В Туруханске Николай Сергеевич на короткое время обретает друга - Ф.П. Шаховского. Они встретились в мае 1827 года. Николая Сергеевича отправили в Туруханск из Среднеколымска, Федор Петрович Шаховской к этому времени был уже туруханским "сторожилом" - сюда он был "переселен" прямо из Петропавловской крепости в начале сентября 1826 года. Осужденные по 8-му разряду, оба декабриста вряд ли были дружны прежде, хотя, видимо, нередко встречались у князя Ф.А. Щербатова, двоюродного брата Шаховского и родни Николая Сергеевича по матери, а также однокашника по училищу колонновожатых.

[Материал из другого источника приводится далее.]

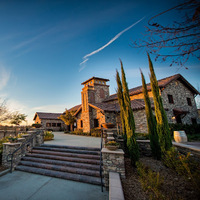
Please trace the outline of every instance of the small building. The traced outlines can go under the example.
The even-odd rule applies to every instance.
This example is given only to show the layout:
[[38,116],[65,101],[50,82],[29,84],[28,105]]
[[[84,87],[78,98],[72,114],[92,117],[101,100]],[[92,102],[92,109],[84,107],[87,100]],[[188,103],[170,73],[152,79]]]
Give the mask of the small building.
[[46,130],[61,131],[64,130],[65,124],[58,119],[63,113],[45,113],[36,112],[33,120],[36,124],[41,124]]
[[[101,128],[103,123],[121,125],[117,94],[109,94],[108,81],[108,79],[92,77],[82,83],[82,104],[71,108],[76,110],[77,129],[90,132],[93,128]],[[200,123],[195,103],[195,96],[199,92],[183,76],[176,74],[158,80],[158,86],[169,123]],[[147,84],[147,89],[153,107],[150,84]],[[146,133],[147,122],[142,86],[130,89],[129,94],[136,132]]]

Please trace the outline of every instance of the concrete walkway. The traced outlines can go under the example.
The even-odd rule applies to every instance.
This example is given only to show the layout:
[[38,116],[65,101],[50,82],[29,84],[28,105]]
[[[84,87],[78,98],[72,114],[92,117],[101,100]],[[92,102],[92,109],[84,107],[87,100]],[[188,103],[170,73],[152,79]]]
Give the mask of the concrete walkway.
[[108,192],[91,184],[14,171],[0,177],[2,200],[108,200]]
[[[55,139],[45,144],[100,147],[100,138],[54,132]],[[0,177],[2,200],[108,200],[101,187],[21,171]]]
[[64,132],[53,132],[54,140],[46,141],[45,144],[98,147],[101,145],[101,138],[64,134]]

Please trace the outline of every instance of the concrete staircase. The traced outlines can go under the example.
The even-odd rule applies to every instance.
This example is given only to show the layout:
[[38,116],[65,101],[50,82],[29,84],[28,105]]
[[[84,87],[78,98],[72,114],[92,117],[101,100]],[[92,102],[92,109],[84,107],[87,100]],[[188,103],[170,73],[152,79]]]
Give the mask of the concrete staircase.
[[100,148],[42,145],[21,159],[16,170],[101,185]]

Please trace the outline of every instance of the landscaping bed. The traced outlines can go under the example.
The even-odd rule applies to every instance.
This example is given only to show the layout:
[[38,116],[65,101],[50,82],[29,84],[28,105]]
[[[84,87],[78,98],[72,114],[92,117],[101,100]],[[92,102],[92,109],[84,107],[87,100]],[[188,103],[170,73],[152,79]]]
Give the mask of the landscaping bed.
[[6,168],[6,167],[4,167],[4,166],[2,166],[2,165],[0,164],[0,172],[5,171],[6,169],[8,169],[8,168]]
[[167,168],[161,161],[151,157],[142,157],[140,162],[148,166],[153,172],[159,172],[161,185],[159,193],[162,198],[151,198],[151,193],[144,191],[140,183],[137,168],[131,166],[129,158],[125,158],[126,179],[122,179],[125,200],[198,200],[199,192],[194,187],[192,181],[187,180],[182,175],[178,175],[173,169]]

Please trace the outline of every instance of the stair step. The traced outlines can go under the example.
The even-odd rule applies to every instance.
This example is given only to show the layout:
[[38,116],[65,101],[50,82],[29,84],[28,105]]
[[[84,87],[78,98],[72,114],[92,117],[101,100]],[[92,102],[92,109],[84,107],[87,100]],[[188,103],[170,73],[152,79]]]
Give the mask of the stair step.
[[31,162],[31,161],[21,161],[19,165],[37,167],[37,168],[42,168],[42,169],[50,169],[50,170],[61,171],[61,172],[69,172],[73,174],[82,174],[82,175],[87,175],[87,176],[100,177],[99,171],[81,169],[81,168],[75,168],[75,167],[66,167],[66,166],[37,163],[37,162]]
[[42,144],[41,147],[49,148],[61,148],[61,149],[77,149],[77,150],[87,150],[87,151],[100,151],[100,148],[95,147],[79,147],[79,146],[66,146],[66,145],[51,145],[51,144]]
[[70,162],[78,162],[78,163],[89,163],[99,165],[99,160],[94,159],[85,159],[85,158],[73,158],[73,157],[63,157],[63,156],[55,156],[55,155],[44,155],[44,154],[36,154],[36,153],[27,153],[26,156],[36,157],[36,158],[44,158],[44,159],[52,159],[52,160],[63,160]]
[[43,158],[35,158],[35,157],[23,157],[22,160],[25,161],[33,161],[38,163],[47,163],[53,165],[62,165],[62,166],[69,166],[69,167],[76,167],[82,169],[90,169],[90,170],[99,170],[99,165],[94,164],[85,164],[85,163],[76,163],[76,162],[68,162],[68,161],[61,161],[61,160],[51,160],[51,159],[43,159]]
[[43,147],[43,146],[42,147],[34,147],[33,149],[60,151],[60,152],[66,152],[66,153],[100,155],[100,150],[99,151],[92,151],[92,150],[83,150],[83,149],[65,149],[65,148],[53,148],[53,147]]
[[86,158],[86,159],[95,159],[95,160],[100,159],[100,156],[98,156],[98,155],[63,153],[63,152],[47,151],[46,149],[45,150],[32,149],[31,153],[65,156],[65,157]]
[[87,175],[71,174],[68,172],[60,172],[60,171],[28,167],[28,166],[22,166],[22,165],[18,165],[16,167],[16,170],[30,172],[30,173],[36,173],[36,174],[41,174],[41,175],[51,176],[51,177],[56,177],[56,178],[62,178],[62,179],[67,179],[67,180],[72,180],[72,181],[79,181],[79,182],[84,182],[84,183],[101,185],[100,178],[91,177],[91,176],[87,176]]

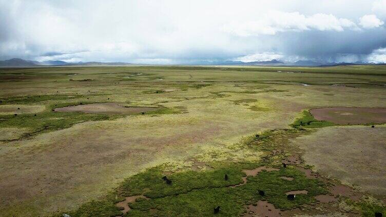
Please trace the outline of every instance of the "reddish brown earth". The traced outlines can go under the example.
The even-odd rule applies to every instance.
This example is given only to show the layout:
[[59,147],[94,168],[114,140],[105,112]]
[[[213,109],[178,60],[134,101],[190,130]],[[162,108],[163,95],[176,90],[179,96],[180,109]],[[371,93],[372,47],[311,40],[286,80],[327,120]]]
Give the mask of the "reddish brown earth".
[[250,205],[248,206],[248,210],[245,216],[269,216],[280,217],[280,210],[275,208],[273,205],[266,201],[259,201],[257,206]]
[[118,102],[92,103],[56,108],[55,112],[81,112],[85,113],[103,114],[105,115],[132,115],[159,109],[152,107],[125,107]]
[[310,112],[317,120],[338,124],[386,123],[386,108],[330,107]]
[[301,166],[297,166],[296,168],[305,173],[305,177],[308,179],[316,179],[316,176],[314,174],[312,170],[310,169],[306,169]]
[[351,187],[343,185],[335,185],[331,188],[330,192],[335,196],[340,195],[348,197],[354,201],[359,201],[362,195],[354,191]]
[[[255,169],[243,169],[243,171],[246,174],[247,176],[255,176],[259,173],[259,172],[262,171],[277,171],[279,170],[279,169],[277,168],[273,168],[273,167],[267,167],[266,166],[260,166],[259,167],[257,167]],[[240,186],[241,185],[244,185],[245,184],[246,184],[246,177],[244,177],[242,178],[243,179],[243,182],[242,183],[239,184],[238,185],[234,185],[233,186],[229,186],[231,188],[234,188],[238,186]]]
[[260,166],[253,169],[243,169],[243,172],[246,174],[247,176],[255,176],[257,175],[259,172],[262,171],[267,171],[268,172],[271,171],[277,171],[279,169],[277,168],[273,167],[267,167],[266,166]]
[[126,197],[124,201],[121,201],[120,202],[117,203],[115,205],[118,207],[123,207],[124,209],[122,210],[122,211],[123,213],[123,214],[125,214],[126,212],[130,211],[130,207],[129,206],[129,204],[136,202],[136,200],[137,200],[137,198],[147,198],[144,196],[143,195],[136,195],[134,196]]
[[280,177],[281,179],[285,179],[286,180],[288,181],[292,181],[294,180],[294,178],[292,177]]
[[332,195],[320,194],[315,196],[315,199],[321,203],[330,203],[338,201],[338,198]]
[[306,194],[308,193],[308,191],[307,190],[293,190],[288,192],[285,192],[285,195],[288,195],[288,194]]

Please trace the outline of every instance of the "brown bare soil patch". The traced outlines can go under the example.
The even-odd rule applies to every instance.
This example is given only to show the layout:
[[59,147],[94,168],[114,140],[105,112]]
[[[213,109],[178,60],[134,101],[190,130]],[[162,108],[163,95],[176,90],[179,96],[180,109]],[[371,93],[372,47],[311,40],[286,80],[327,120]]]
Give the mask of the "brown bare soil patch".
[[279,170],[279,169],[277,168],[267,167],[265,166],[263,166],[253,169],[243,169],[243,172],[245,172],[247,176],[255,176],[262,171],[267,171],[269,172],[271,171],[277,170]]
[[244,216],[269,216],[280,217],[280,210],[276,209],[273,204],[265,201],[259,201],[257,206],[250,205],[247,207],[248,211]]
[[140,112],[159,109],[152,107],[125,107],[118,102],[92,103],[55,108],[55,112],[81,112],[85,113],[103,114],[105,115],[132,115]]
[[[243,169],[243,172],[245,172],[245,174],[246,174],[247,176],[256,176],[257,174],[259,173],[259,172],[262,171],[276,171],[279,170],[279,169],[277,168],[273,168],[273,167],[267,167],[265,166],[260,166],[259,167],[257,167],[255,169]],[[233,186],[229,186],[231,188],[235,188],[238,186],[241,186],[241,185],[244,185],[245,184],[246,184],[246,177],[243,177],[243,182],[242,183],[239,184],[238,185],[234,185]]]
[[126,212],[130,211],[130,207],[129,206],[129,204],[136,202],[136,200],[137,200],[137,198],[147,199],[147,198],[143,195],[136,195],[134,196],[126,197],[124,201],[121,201],[115,204],[115,205],[118,207],[123,207],[124,209],[122,210],[122,211],[123,212],[123,214],[126,214]]
[[315,196],[315,199],[321,203],[326,203],[338,201],[338,199],[332,195],[320,194]]
[[163,89],[163,90],[162,90],[162,91],[163,91],[164,92],[174,92],[174,91],[177,91],[178,90],[177,90],[177,89]]
[[348,197],[354,201],[359,201],[362,196],[361,193],[355,192],[351,187],[343,185],[335,185],[331,188],[330,192],[335,196]]
[[0,115],[37,113],[43,112],[44,109],[45,107],[43,105],[1,105]]
[[242,179],[243,179],[243,182],[242,183],[239,184],[238,185],[229,186],[229,187],[235,188],[236,187],[241,186],[241,185],[244,185],[246,184],[246,177],[243,177]]
[[386,127],[379,125],[324,127],[293,141],[305,150],[303,158],[318,173],[384,198],[385,140]]
[[293,178],[287,177],[280,177],[280,179],[284,179],[285,180],[288,180],[288,181],[292,181],[294,180]]
[[287,164],[299,164],[301,163],[301,160],[297,155],[291,155],[287,157],[283,161]]
[[331,107],[313,109],[310,112],[317,120],[338,124],[386,122],[386,108]]
[[285,195],[288,195],[288,194],[306,194],[308,193],[308,191],[307,190],[293,190],[288,192],[285,192]]
[[306,169],[301,166],[297,166],[296,168],[305,173],[305,177],[308,179],[316,179],[316,176],[312,172],[311,169]]

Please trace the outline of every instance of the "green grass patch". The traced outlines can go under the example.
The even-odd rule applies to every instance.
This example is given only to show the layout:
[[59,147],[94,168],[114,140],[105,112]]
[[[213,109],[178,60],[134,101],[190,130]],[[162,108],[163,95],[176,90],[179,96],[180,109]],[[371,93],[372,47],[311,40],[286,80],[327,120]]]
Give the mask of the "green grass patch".
[[[245,165],[225,163],[222,166],[224,165],[227,166],[211,170],[187,171],[168,176],[171,185],[161,179],[163,175],[160,167],[149,169],[125,181],[117,189],[115,197],[112,193],[68,213],[72,217],[117,215],[119,210],[115,204],[120,199],[123,200],[123,196],[143,194],[148,199],[138,199],[130,204],[131,209],[125,216],[213,216],[213,208],[217,206],[221,207],[217,215],[238,216],[245,212],[246,205],[260,200],[286,210],[315,202],[314,196],[327,192],[324,183],[307,179],[302,172],[290,167],[262,171],[248,177],[245,185],[229,187],[242,183],[241,178],[245,176],[242,168]],[[225,174],[228,175],[228,180],[224,180]],[[281,176],[294,179],[285,180]],[[265,191],[265,196],[260,196],[258,190]],[[306,190],[308,193],[298,194],[294,201],[288,200],[285,192],[297,190]]]
[[304,110],[302,112],[302,117],[296,119],[293,123],[290,124],[293,127],[299,128],[320,128],[326,126],[335,126],[338,124],[325,121],[316,120],[308,111]]
[[83,97],[82,95],[52,95],[21,96],[0,98],[0,104],[30,104],[48,100],[65,100]]

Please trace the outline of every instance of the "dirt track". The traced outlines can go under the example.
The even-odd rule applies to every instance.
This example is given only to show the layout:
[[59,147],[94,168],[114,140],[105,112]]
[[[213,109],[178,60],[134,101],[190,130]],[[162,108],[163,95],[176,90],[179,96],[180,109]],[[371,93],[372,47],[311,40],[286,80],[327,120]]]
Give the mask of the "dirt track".
[[85,113],[105,115],[132,115],[159,109],[151,107],[125,107],[118,102],[92,103],[55,108],[55,112],[81,112]]

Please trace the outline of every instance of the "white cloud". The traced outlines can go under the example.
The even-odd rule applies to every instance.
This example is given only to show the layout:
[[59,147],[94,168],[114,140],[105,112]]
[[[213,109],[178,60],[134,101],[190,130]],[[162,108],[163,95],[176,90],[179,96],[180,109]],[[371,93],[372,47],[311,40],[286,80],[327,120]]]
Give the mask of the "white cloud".
[[372,7],[385,1],[0,0],[0,60],[169,63],[367,54],[386,47],[386,29],[347,30],[358,29],[352,20],[365,14],[383,19]]
[[359,25],[365,29],[379,27],[384,24],[384,22],[377,18],[377,16],[365,15],[359,18]]
[[373,2],[372,10],[381,18],[386,18],[386,0],[377,0]]
[[332,14],[317,13],[305,16],[299,12],[275,11],[261,14],[254,21],[234,21],[224,26],[226,32],[242,36],[275,35],[281,32],[312,30],[341,32],[345,28],[358,29],[356,24],[352,21],[337,18]]
[[367,57],[367,61],[375,63],[386,63],[386,48],[375,50]]
[[273,52],[264,52],[254,54],[248,55],[237,58],[235,60],[243,62],[252,62],[253,61],[269,61],[272,59],[281,59],[284,56],[282,54]]

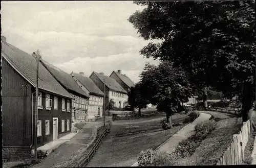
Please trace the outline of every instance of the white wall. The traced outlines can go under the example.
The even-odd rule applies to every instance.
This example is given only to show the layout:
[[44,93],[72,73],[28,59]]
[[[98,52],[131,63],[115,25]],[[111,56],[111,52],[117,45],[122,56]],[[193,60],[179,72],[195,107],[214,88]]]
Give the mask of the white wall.
[[90,95],[88,106],[88,118],[93,118],[95,116],[99,115],[98,108],[100,108],[99,116],[102,116],[103,98],[93,95]]
[[109,101],[113,99],[115,102],[115,107],[119,107],[119,102],[121,103],[121,108],[123,108],[124,103],[128,102],[128,95],[127,94],[124,94],[120,92],[117,92],[115,91],[110,90],[109,92]]
[[[77,84],[81,87],[82,90],[90,95],[91,92],[88,90],[78,80],[77,80],[75,76],[74,76],[73,78],[75,80],[76,80]],[[88,108],[88,111],[87,114],[87,117],[88,119],[94,119],[95,117],[95,116],[99,115],[99,107],[100,108],[99,116],[101,117],[102,116],[103,99],[103,97],[101,97],[90,95]]]

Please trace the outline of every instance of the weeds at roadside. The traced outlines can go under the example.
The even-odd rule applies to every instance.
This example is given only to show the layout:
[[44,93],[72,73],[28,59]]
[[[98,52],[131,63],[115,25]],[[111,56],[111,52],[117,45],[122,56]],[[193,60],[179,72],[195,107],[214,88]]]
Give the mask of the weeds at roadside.
[[37,159],[36,160],[34,159],[28,159],[24,161],[24,162],[23,163],[11,166],[11,168],[28,168],[35,164],[39,163],[40,162],[41,160],[40,160],[39,159]]

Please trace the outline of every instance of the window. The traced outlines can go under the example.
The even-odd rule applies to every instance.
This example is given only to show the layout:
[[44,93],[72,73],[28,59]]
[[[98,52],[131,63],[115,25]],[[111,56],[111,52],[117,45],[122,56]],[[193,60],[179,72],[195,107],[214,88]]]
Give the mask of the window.
[[50,95],[46,94],[46,108],[47,110],[51,110],[51,106],[50,105]]
[[54,109],[58,109],[58,97],[54,97]]
[[61,120],[61,132],[65,131],[65,120]]
[[50,121],[46,120],[46,135],[50,135]]
[[38,108],[42,109],[42,93],[39,92],[38,92],[38,103],[37,103]]
[[37,121],[37,136],[42,136],[42,122],[40,120]]
[[69,131],[69,119],[67,120],[67,131]]
[[65,108],[65,99],[62,99],[62,111],[66,111],[66,108]]
[[67,110],[68,111],[70,111],[70,103],[69,100],[67,101]]

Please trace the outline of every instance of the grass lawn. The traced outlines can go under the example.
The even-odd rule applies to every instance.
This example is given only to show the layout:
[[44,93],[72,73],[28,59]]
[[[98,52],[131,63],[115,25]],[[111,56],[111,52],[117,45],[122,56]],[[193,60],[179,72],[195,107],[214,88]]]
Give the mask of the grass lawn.
[[[180,114],[178,115],[173,117],[174,122],[184,119],[184,116],[182,117]],[[134,122],[132,121],[130,124],[127,124],[130,123],[129,121],[113,122],[110,134],[104,138],[86,166],[131,166],[137,161],[141,151],[156,149],[186,125],[175,126],[165,131],[161,128],[160,120],[148,119],[144,122],[141,119],[140,121]],[[158,128],[160,130],[154,130]],[[139,133],[143,130],[148,131]],[[127,135],[131,132],[134,134]],[[116,135],[121,134],[123,135]]]
[[217,127],[197,148],[190,157],[181,159],[179,165],[214,165],[231,142],[233,135],[242,126],[242,118],[230,118],[217,122]]

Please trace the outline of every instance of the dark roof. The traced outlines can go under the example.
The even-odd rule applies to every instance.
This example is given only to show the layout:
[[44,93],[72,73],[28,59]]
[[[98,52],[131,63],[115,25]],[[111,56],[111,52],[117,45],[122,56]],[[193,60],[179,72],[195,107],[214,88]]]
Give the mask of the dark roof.
[[[93,72],[94,73],[102,82],[104,82],[104,80],[103,78],[103,76],[99,73],[96,72]],[[109,77],[108,76],[104,76],[105,79],[105,85],[110,89],[116,91],[119,91],[123,93],[127,93],[127,92],[124,88],[121,86],[121,85],[114,79]]]
[[46,66],[46,68],[48,69],[51,74],[67,89],[73,91],[82,96],[89,97],[88,94],[83,91],[80,86],[78,86],[71,75],[65,73],[46,61],[41,60],[41,61]]
[[122,74],[119,74],[118,73],[114,71],[114,73],[116,73],[116,75],[119,78],[129,87],[131,87],[132,86],[134,86],[134,84],[133,81],[126,76],[125,76]]
[[73,74],[90,92],[104,95],[104,93],[95,85],[91,78],[77,73],[73,73]]
[[[2,42],[2,54],[7,61],[25,79],[35,87],[36,60],[29,54],[7,43]],[[71,99],[74,98],[39,63],[38,88]]]

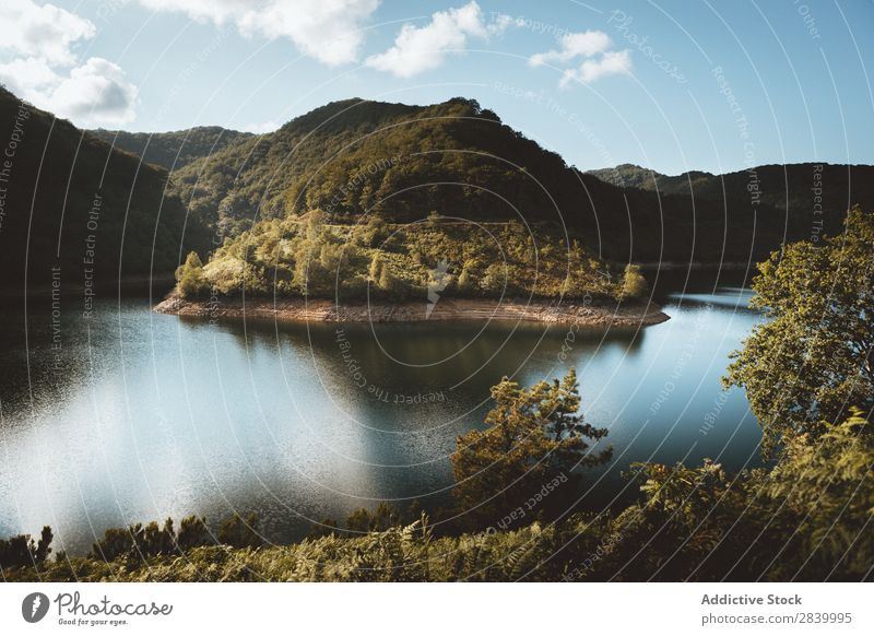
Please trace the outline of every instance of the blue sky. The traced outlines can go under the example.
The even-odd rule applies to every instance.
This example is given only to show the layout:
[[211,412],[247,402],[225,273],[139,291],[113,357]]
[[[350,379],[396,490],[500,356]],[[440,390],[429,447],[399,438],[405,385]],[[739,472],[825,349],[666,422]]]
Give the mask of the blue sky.
[[871,1],[4,0],[0,81],[83,127],[477,99],[589,169],[874,163]]

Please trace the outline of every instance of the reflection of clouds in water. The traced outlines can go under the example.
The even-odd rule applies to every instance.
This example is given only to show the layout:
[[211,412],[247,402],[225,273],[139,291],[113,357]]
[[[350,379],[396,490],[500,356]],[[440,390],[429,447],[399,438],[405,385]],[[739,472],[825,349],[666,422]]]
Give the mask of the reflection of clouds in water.
[[[672,320],[637,334],[581,328],[564,362],[568,328],[559,325],[496,323],[479,335],[480,325],[376,326],[379,342],[401,361],[416,351],[440,361],[468,344],[426,367],[391,361],[369,326],[346,326],[368,382],[447,394],[445,402],[395,404],[368,399],[351,381],[334,326],[210,326],[150,314],[141,302],[122,303],[120,313],[105,304],[92,328],[93,358],[72,343],[64,349],[84,356],[75,364],[91,375],[70,378],[62,391],[37,378],[35,400],[46,405],[33,416],[4,403],[4,451],[13,460],[0,464],[0,509],[13,513],[0,530],[38,532],[50,523],[59,545],[81,552],[94,541],[92,526],[101,534],[130,521],[196,513],[215,522],[233,509],[255,509],[268,538],[286,541],[310,520],[344,518],[382,499],[427,504],[436,492],[430,503],[445,504],[457,435],[482,426],[489,388],[516,368],[513,379],[530,385],[577,367],[587,421],[610,427],[606,441],[623,454],[604,470],[627,468],[657,448],[656,459],[673,463],[694,441],[689,462],[717,456],[740,421],[723,452],[731,468],[759,435],[752,419],[743,420],[743,394],[722,405],[719,420],[732,422],[731,431],[714,426],[701,439],[699,429],[721,390],[728,353],[754,318],[714,302],[722,297],[732,296],[702,298],[711,306],[707,332],[671,401],[647,426],[659,380],[701,320],[694,306],[669,310]],[[623,485],[611,476],[598,494]]]

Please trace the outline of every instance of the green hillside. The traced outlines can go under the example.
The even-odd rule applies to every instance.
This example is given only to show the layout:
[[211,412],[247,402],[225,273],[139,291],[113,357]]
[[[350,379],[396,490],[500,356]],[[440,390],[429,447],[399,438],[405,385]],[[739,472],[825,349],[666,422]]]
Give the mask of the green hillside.
[[[471,99],[406,106],[349,99],[231,143],[173,175],[191,211],[226,236],[321,209],[332,223],[472,221],[567,229],[618,262],[746,262],[779,245],[783,215],[659,198],[581,174]],[[758,221],[756,222],[758,215]]]
[[165,197],[166,170],[3,87],[0,145],[4,288],[23,291],[25,270],[28,290],[60,278],[64,293],[110,284],[119,274],[166,274],[180,250],[205,244],[204,227],[178,198]]
[[[730,210],[757,193],[763,205],[788,211],[787,242],[810,238],[819,231],[838,234],[853,204],[865,210],[874,208],[874,166],[865,165],[804,163],[756,166],[724,175],[693,170],[668,176],[623,164],[589,174],[625,188],[727,201]],[[820,210],[817,205],[822,207],[822,214],[815,213]],[[819,231],[817,221],[822,221]]]
[[167,170],[187,166],[194,160],[223,150],[235,141],[253,137],[249,132],[227,130],[221,126],[199,126],[174,132],[127,132],[125,130],[88,130],[91,134],[141,156],[143,161]]

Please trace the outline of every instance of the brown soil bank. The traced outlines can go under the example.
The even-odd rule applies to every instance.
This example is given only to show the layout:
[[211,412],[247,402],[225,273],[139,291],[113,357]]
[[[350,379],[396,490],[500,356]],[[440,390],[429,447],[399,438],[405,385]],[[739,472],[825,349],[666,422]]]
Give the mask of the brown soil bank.
[[574,322],[582,326],[638,327],[658,325],[669,316],[654,303],[575,304],[493,299],[440,299],[432,307],[422,303],[361,304],[338,306],[333,301],[303,298],[220,298],[187,301],[169,295],[155,306],[158,314],[198,316],[208,319],[270,318],[290,321],[415,322],[421,320],[531,320]]

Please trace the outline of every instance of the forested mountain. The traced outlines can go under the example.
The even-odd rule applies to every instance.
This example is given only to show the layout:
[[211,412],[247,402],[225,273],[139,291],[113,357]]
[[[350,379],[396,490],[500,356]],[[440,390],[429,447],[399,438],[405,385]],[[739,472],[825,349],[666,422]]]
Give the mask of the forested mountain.
[[[824,232],[837,234],[852,205],[859,204],[865,210],[874,208],[874,166],[865,165],[804,163],[756,166],[724,175],[693,170],[668,176],[634,164],[622,164],[589,174],[619,187],[728,201],[730,207],[748,202],[757,192],[763,204],[789,210],[790,242],[812,236],[817,220],[823,222]],[[815,213],[818,210],[822,214]]]
[[412,222],[436,211],[566,227],[623,262],[746,262],[779,246],[786,226],[784,212],[767,203],[747,199],[727,214],[721,201],[606,184],[463,98],[332,103],[176,170],[173,188],[225,235],[317,208],[334,223],[370,214]]
[[[167,172],[0,87],[0,286],[63,293],[168,273],[204,227],[164,197]],[[180,245],[182,237],[185,245]],[[59,269],[58,269],[59,268]]]
[[168,170],[187,166],[235,141],[255,137],[249,132],[227,130],[221,126],[199,126],[174,132],[127,132],[103,128],[88,132]]

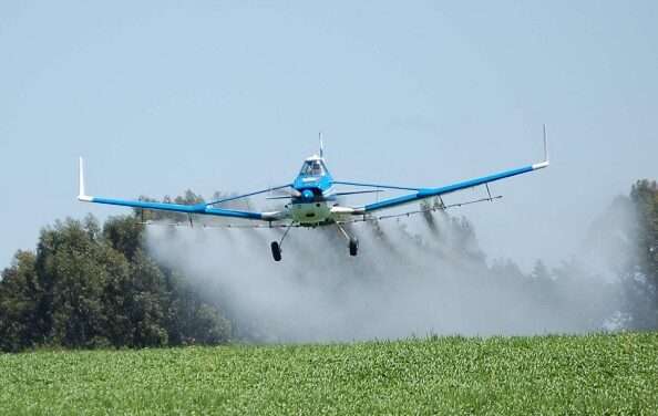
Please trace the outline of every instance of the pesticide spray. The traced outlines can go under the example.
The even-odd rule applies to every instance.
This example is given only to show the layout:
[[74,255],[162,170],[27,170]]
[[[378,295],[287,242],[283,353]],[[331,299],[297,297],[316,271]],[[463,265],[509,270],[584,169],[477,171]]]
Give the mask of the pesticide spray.
[[256,342],[578,333],[620,308],[618,283],[599,274],[533,279],[487,261],[470,222],[445,212],[350,231],[358,257],[335,227],[300,228],[279,263],[268,251],[278,229],[147,227],[146,245]]

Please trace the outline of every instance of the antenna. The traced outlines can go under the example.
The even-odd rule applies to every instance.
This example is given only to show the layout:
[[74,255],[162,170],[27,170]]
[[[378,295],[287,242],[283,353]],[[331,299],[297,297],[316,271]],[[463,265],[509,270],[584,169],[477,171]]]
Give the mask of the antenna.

Нет, наверно, святее и крепче дружбы, чем дружба двух изгнанников, духовно и нравственно близких. Более полугода жили князь Федор Шаховской и Николай Бобрищев-Пушкин вместе, деля кров, пищу, сострадая душевным мукам друг друга (а Шаховской сострадал и начавшейся болезни Н. Пушкина) и впервые со времени ареста испытывая радость душевного и духовного общения.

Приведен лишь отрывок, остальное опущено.